Recognising you are depressed can be difficult. You may have constant flat moods or feel you are taking on too much and you can’t cope with it. And your behaviour may start to change.
If this happens to you, seek help.
Sometimes you may not even be able to put your finger on what is troubling you but it is best to react quickly to any symptoms as the sooner you deal with your depression or panic attacks the better.
Speak to your GP – there are more routes to go down besides medication such as cognitive therapy.

So how can hypnotherapy help?
One of the most researched approaches is cognitive behavioural therapy (CBT). It focuses on inappropriate and negative thoughts about ourselves and our futures, resulting in unhealthy negative beliefs and feelings.
But of vital importance is to have a good therapeutic relationship with the client. And my background and the fact that I’ve ‘been there and done that’ means I know exactly what it feels like to be them. I know where they are coming from and I know the journey they need to make to get better.

The majority of my clients who come here with depression and anxiety-related conditions such as panic attacks, have been recommended by previous clients. And that is the greatest compliment a therapist can have.

Anxiety disorders come in many guises and the best way to find the road to recovery is to recognise it quickly.

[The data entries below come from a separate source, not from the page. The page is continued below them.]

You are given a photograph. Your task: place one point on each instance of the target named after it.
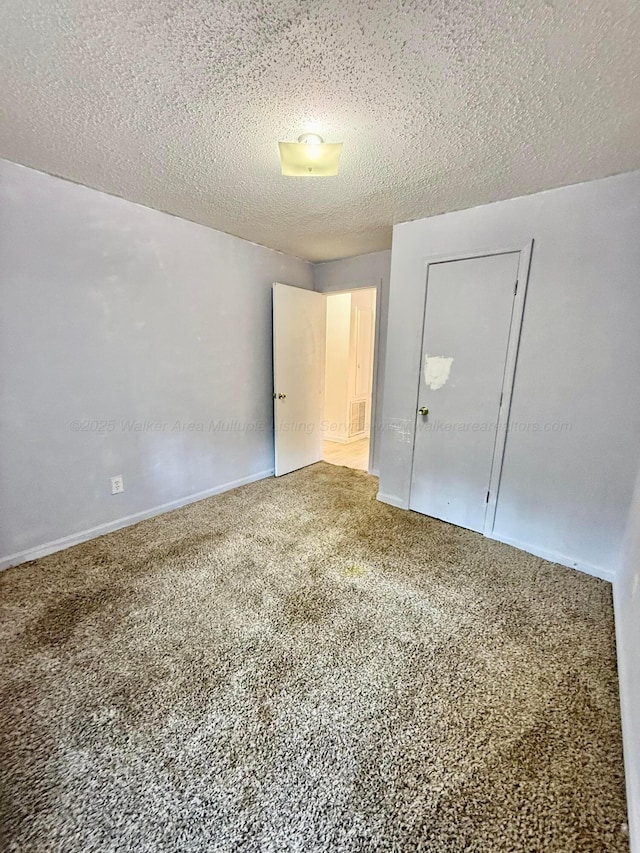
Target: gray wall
(115, 313)
(564, 495)
(627, 605)
(371, 270)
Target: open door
(298, 363)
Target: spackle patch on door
(436, 370)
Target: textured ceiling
(179, 105)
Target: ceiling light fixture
(310, 156)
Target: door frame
(513, 343)
(377, 286)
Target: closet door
(467, 323)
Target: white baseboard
(627, 714)
(391, 500)
(555, 557)
(93, 532)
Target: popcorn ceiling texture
(179, 105)
(294, 666)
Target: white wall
(627, 607)
(371, 270)
(123, 318)
(565, 495)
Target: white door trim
(515, 329)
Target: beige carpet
(293, 666)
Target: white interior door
(467, 323)
(298, 363)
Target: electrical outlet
(117, 485)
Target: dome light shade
(310, 157)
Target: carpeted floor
(293, 666)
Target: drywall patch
(436, 371)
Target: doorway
(473, 316)
(348, 377)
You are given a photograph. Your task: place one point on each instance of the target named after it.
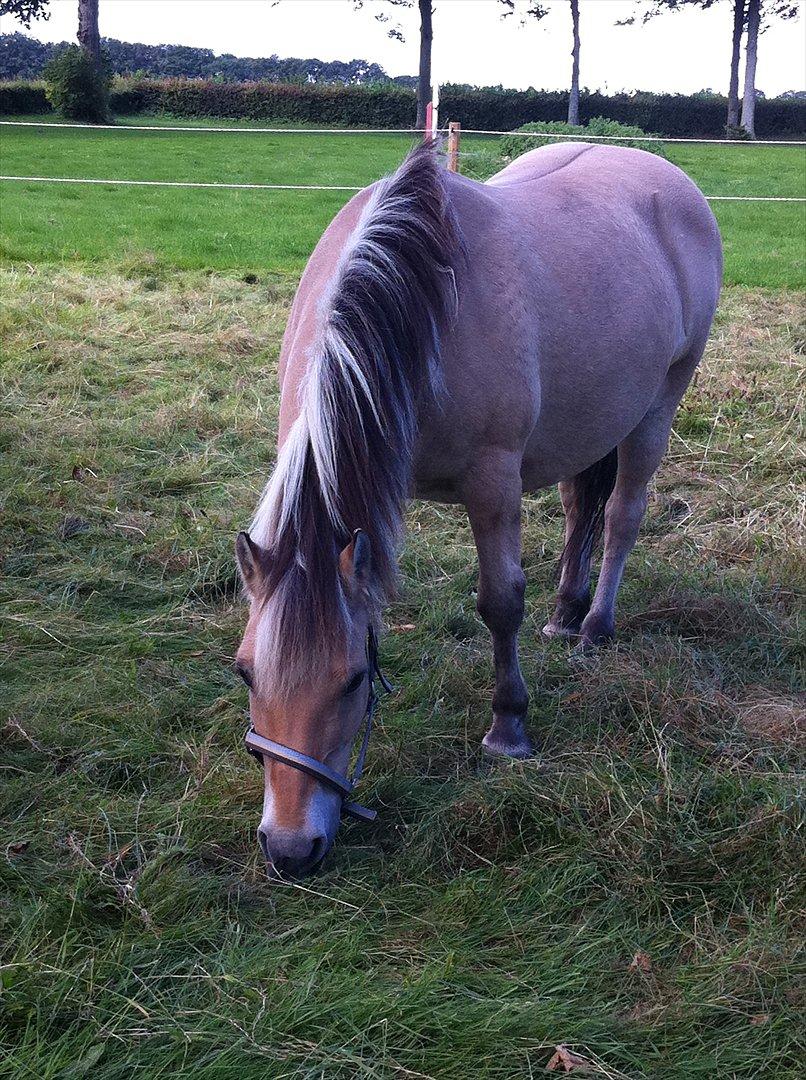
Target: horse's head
(318, 716)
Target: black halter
(260, 747)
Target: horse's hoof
(495, 746)
(589, 645)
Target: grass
(254, 231)
(631, 895)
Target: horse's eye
(245, 674)
(352, 686)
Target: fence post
(454, 134)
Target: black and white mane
(347, 461)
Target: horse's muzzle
(292, 854)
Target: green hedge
(383, 105)
(372, 106)
(22, 98)
(609, 132)
(700, 116)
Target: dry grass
(626, 905)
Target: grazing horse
(462, 342)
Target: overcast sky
(685, 51)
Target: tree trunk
(89, 37)
(424, 82)
(733, 92)
(574, 99)
(748, 106)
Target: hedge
(380, 105)
(604, 132)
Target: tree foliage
(78, 85)
(24, 57)
(25, 11)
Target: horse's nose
(291, 853)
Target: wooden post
(454, 134)
(427, 133)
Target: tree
(539, 11)
(395, 30)
(574, 96)
(733, 90)
(754, 15)
(759, 15)
(751, 57)
(89, 36)
(25, 11)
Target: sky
(685, 51)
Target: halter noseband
(260, 747)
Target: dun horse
(464, 342)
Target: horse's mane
(346, 463)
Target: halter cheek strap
(260, 747)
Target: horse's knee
(500, 604)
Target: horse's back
(582, 192)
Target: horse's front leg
(493, 499)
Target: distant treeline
(383, 105)
(24, 57)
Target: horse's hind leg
(493, 498)
(583, 499)
(639, 457)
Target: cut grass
(633, 896)
(276, 230)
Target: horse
(462, 342)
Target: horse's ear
(354, 561)
(251, 561)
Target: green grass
(633, 894)
(276, 230)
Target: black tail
(592, 488)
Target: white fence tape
(298, 187)
(237, 131)
(184, 184)
(639, 138)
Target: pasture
(632, 893)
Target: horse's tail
(592, 488)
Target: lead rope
(372, 701)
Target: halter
(260, 747)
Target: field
(259, 231)
(631, 894)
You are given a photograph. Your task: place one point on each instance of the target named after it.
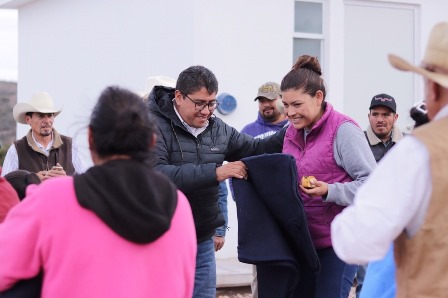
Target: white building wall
(73, 49)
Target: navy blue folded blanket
(271, 221)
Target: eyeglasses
(199, 105)
(42, 115)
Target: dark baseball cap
(385, 100)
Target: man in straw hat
(404, 199)
(43, 150)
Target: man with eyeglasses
(191, 149)
(43, 150)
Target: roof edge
(13, 3)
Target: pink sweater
(8, 198)
(82, 257)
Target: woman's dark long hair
(121, 124)
(305, 73)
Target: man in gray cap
(270, 119)
(382, 133)
(43, 150)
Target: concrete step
(232, 273)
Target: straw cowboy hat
(436, 57)
(40, 102)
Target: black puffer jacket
(191, 162)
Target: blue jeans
(205, 277)
(334, 280)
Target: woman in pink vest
(118, 230)
(331, 147)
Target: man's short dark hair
(195, 78)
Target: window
(308, 29)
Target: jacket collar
(57, 141)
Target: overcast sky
(8, 45)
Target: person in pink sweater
(118, 230)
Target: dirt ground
(244, 292)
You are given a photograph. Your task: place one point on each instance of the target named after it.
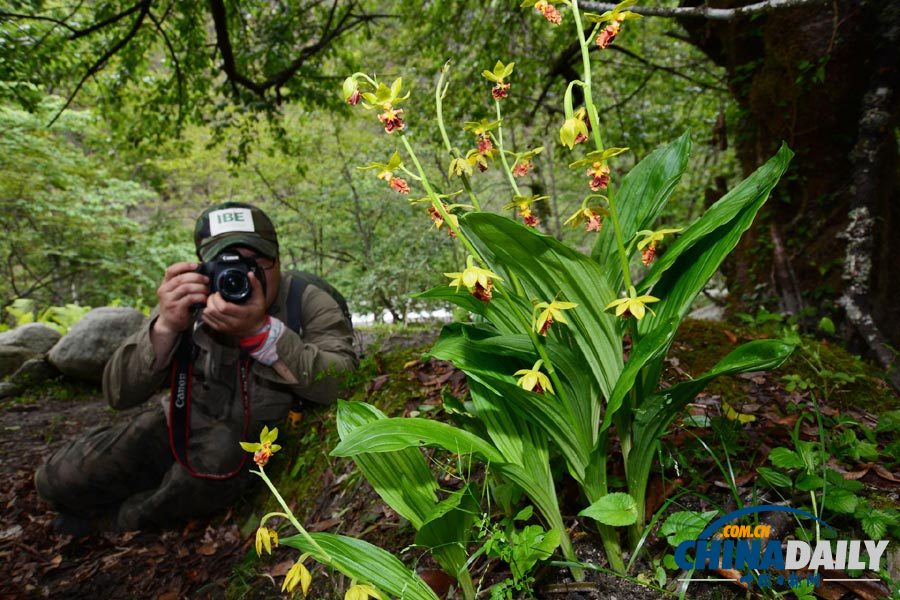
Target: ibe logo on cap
(230, 219)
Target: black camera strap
(180, 407)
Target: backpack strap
(294, 302)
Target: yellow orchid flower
(265, 539)
(592, 216)
(633, 305)
(361, 591)
(654, 237)
(298, 574)
(648, 245)
(551, 313)
(533, 380)
(477, 280)
(265, 448)
(573, 131)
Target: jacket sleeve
(322, 356)
(129, 377)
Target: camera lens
(233, 285)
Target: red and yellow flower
(498, 78)
(549, 12)
(632, 305)
(265, 448)
(551, 313)
(650, 241)
(479, 281)
(533, 380)
(599, 174)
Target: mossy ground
(329, 493)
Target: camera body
(227, 274)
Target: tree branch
(675, 72)
(706, 12)
(179, 79)
(106, 22)
(101, 62)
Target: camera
(227, 274)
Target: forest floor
(214, 558)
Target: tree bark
(825, 80)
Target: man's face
(271, 269)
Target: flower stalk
(439, 93)
(598, 139)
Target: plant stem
(439, 106)
(499, 138)
(436, 201)
(542, 352)
(598, 140)
(326, 558)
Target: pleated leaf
(659, 410)
(448, 530)
(695, 256)
(390, 435)
(640, 200)
(548, 269)
(365, 562)
(401, 478)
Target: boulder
(37, 338)
(83, 351)
(33, 372)
(12, 357)
(8, 390)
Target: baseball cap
(234, 224)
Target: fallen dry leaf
(281, 569)
(207, 549)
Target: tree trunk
(824, 79)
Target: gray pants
(126, 475)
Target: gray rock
(8, 390)
(33, 372)
(22, 343)
(12, 357)
(35, 337)
(83, 352)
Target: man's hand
(181, 288)
(239, 320)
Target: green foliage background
(98, 203)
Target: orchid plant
(548, 371)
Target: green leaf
(826, 325)
(546, 269)
(695, 256)
(647, 350)
(685, 525)
(837, 480)
(875, 522)
(785, 458)
(363, 561)
(617, 509)
(841, 501)
(641, 199)
(888, 422)
(656, 412)
(807, 482)
(774, 477)
(448, 530)
(401, 478)
(524, 514)
(390, 435)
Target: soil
(215, 559)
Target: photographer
(222, 364)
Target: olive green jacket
(317, 357)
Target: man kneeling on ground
(240, 366)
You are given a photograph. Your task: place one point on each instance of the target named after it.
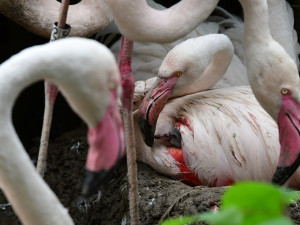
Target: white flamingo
(91, 16)
(209, 137)
(147, 57)
(90, 84)
(274, 79)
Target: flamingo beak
(106, 142)
(153, 104)
(289, 137)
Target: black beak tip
(147, 131)
(281, 175)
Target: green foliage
(247, 203)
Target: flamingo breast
(226, 137)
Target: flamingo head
(289, 137)
(93, 96)
(192, 66)
(275, 82)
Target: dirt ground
(160, 197)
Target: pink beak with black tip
(106, 142)
(289, 137)
(153, 104)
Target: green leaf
(182, 220)
(278, 221)
(290, 195)
(258, 202)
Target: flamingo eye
(178, 74)
(284, 91)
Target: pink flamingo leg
(51, 91)
(127, 77)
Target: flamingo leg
(124, 62)
(60, 30)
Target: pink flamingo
(205, 137)
(274, 79)
(90, 84)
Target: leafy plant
(247, 203)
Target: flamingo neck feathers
(203, 65)
(269, 67)
(139, 22)
(281, 23)
(33, 201)
(256, 23)
(37, 16)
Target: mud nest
(160, 197)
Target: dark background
(29, 107)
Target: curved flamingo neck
(33, 201)
(205, 63)
(139, 22)
(256, 22)
(39, 15)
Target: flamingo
(89, 17)
(141, 22)
(205, 137)
(147, 56)
(91, 85)
(60, 30)
(274, 79)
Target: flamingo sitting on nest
(209, 137)
(91, 85)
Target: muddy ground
(160, 197)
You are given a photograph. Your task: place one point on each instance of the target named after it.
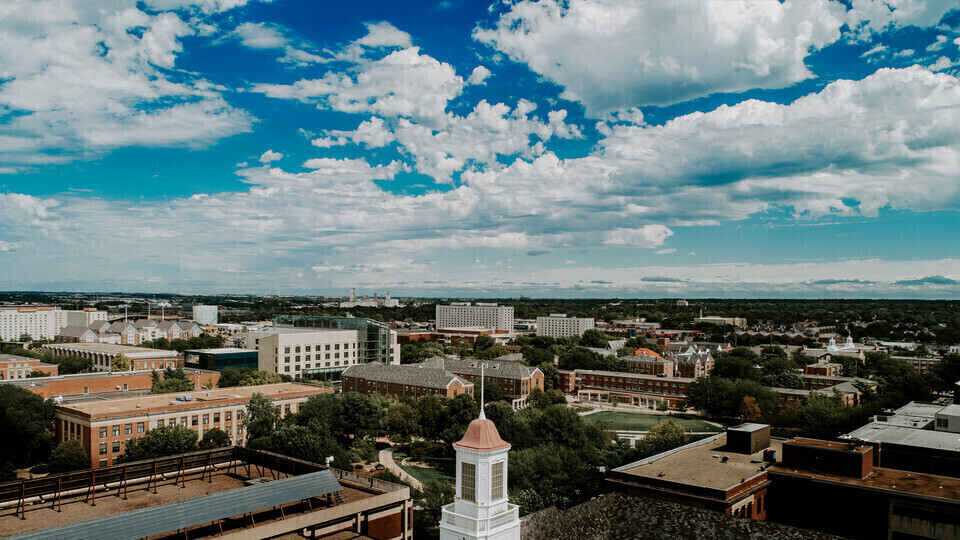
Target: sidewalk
(386, 458)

And it is important to challenge patients’ avoidance strategies.
People around you who have never experienced panic attacks will be able to relate to how you’re feeling. You may feel as though you are going to lose control, go mad or, worst still, die. But the worst thing than can happen is the panic attack itself.
It is the fear of one or more of these things happening that maintains the fears and prolongs the feelings generated in your body – feelings that would normally be generated if we were in danger (the fight or flight response).
But having experienced all this myself puts me in a very strong position to help others recover from these disabling thoughts and feelings.

Anxiety is a 21st century epidemic and I have made it my business to tackle it head on.
I have walked that path and found my journey of recovery has that has given me the tools to help other sufferers recover and stay that way.